A software package called Threat Image Projection, developed by PerkinElmer Instruments of Boston, Massachusetts, is capable of identifying weapons of various shapes from X-ray images. It has been tested at Atlantic City airport in New Jersey and is being deployed elsewhere. But its pattern-recognition algorithms would need to be modified to identify the knives and box-cutters reportedly used by the terrorists responsible for last week's atrocities.

There is also scope to improve security on board aircraft. Strengthening cockpit doors with Kevlar, a lightweight, bulletproof substance, for example, would cost only $2,000 per aircraft — and could be combined with procedures to keep cabin doors locked during flight. US officials are also discussing a major expansion to the Air Marshal programme, to put armed guards on many more scheduled flights. Discharging a firearm during pressurized flight is dangerous — but Israel's airline, El Al, equips its guards with nylon composite bullets that can disable hijackers without threatening cabin walls.

Charles also believes that auto-pilot technology could be further developed to prevent hijackers seizing control of aircraft. “We've had fully automatic landing capability for a long time.” With current technology, he says, “it wouldn't take great additional effort to implement a system that would activate fully automatic flight and landing and disable all manual control inputs”.
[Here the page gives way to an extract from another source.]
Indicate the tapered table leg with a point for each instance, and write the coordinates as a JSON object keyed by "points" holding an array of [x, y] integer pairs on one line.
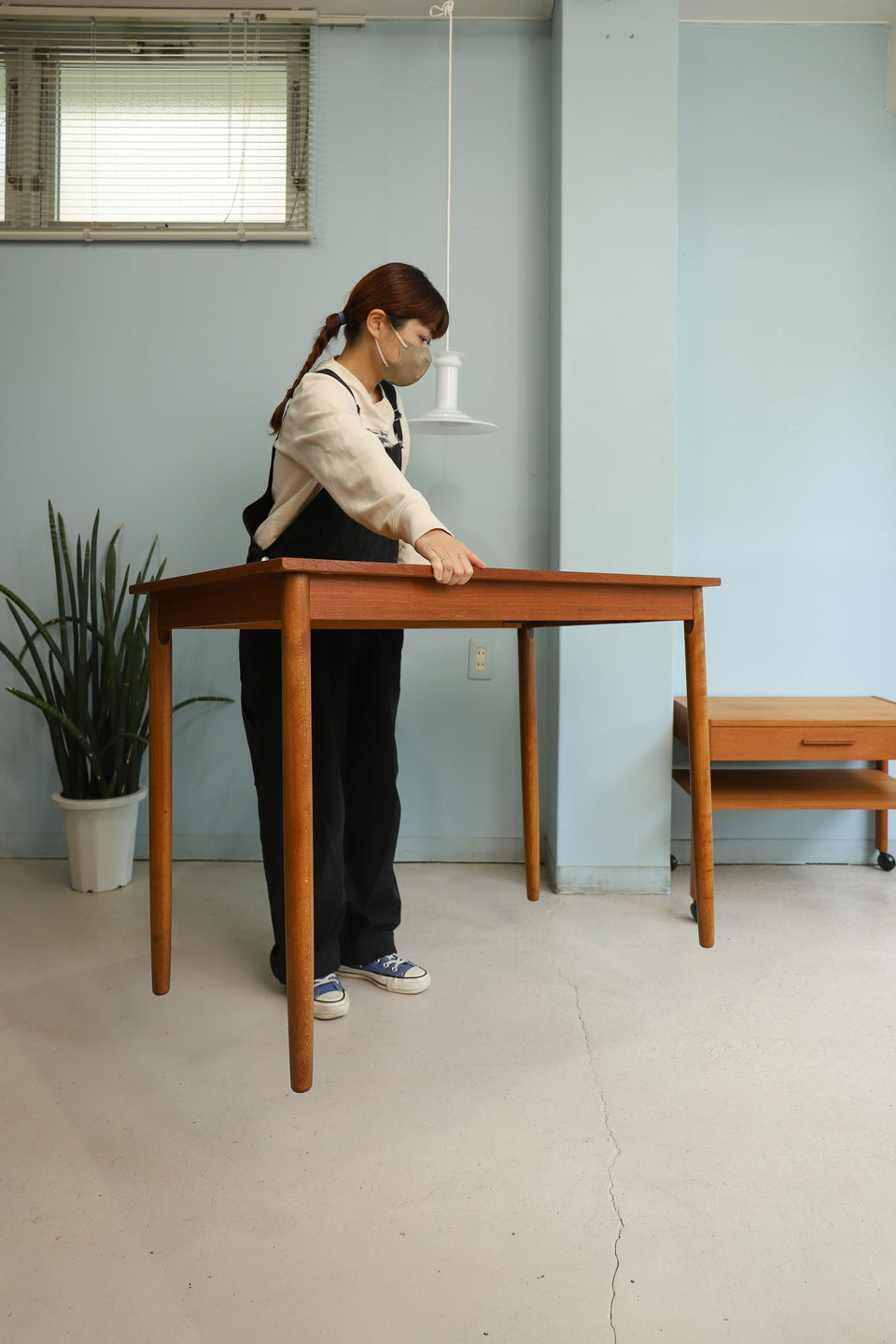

But the system could create problems if it malfunctioned, and denied control to legitimate pilots. Developing telemetry to override manual inputs and assume control from the ground in the event of hijacking would help. But that, in turn, might be vulnerable to someone hacking into the system. Such complications illustrate how, in combating terrorism, securing one area of vulnerability often creates another.

Some researchers complain that the FAA's lengthy certification process has delayed the adoption of promising security techniques. A team at Sandia National Laboratories in Albuquerque, New Mexico, for example, developed a screening portal in 1997 that can detect explosives carried by passengers. After two years of tests at Albuquerque's airport, a New Jersey company, Barringer Technologies, bought rights to the technology, but the FAA has yet to certify it.

The FAA will now come under pressure to expedite its certification procedures. Its research priorities may also be reviewed. The administration spends around $50 million a year on research and development, about $40 million of it on explosives detection.

However, the events of 11 September suggest that, whatever technologies become available, they cannot provide watertight security. There is no “magic bullet”, warns John Hansman, a physicist and director of the International Center for Air Transportation at the Massachusetts Institute of Technology. “Any technical solution for security will be highly vulnerable to a well-planned attack.”

As the US authorities investigate the vulnerabilities that allowed last week's attacks to occur, a top priority will be providing better intelligence on terrorist activities. “Intelligence tells you what the threat scenario is,” says Harris, “but intelligence on terrorism is a severe weakness of the system right now.” Addressing that weakness may require vast reforms of both human spying and the use of technologies such as electronic communications interception.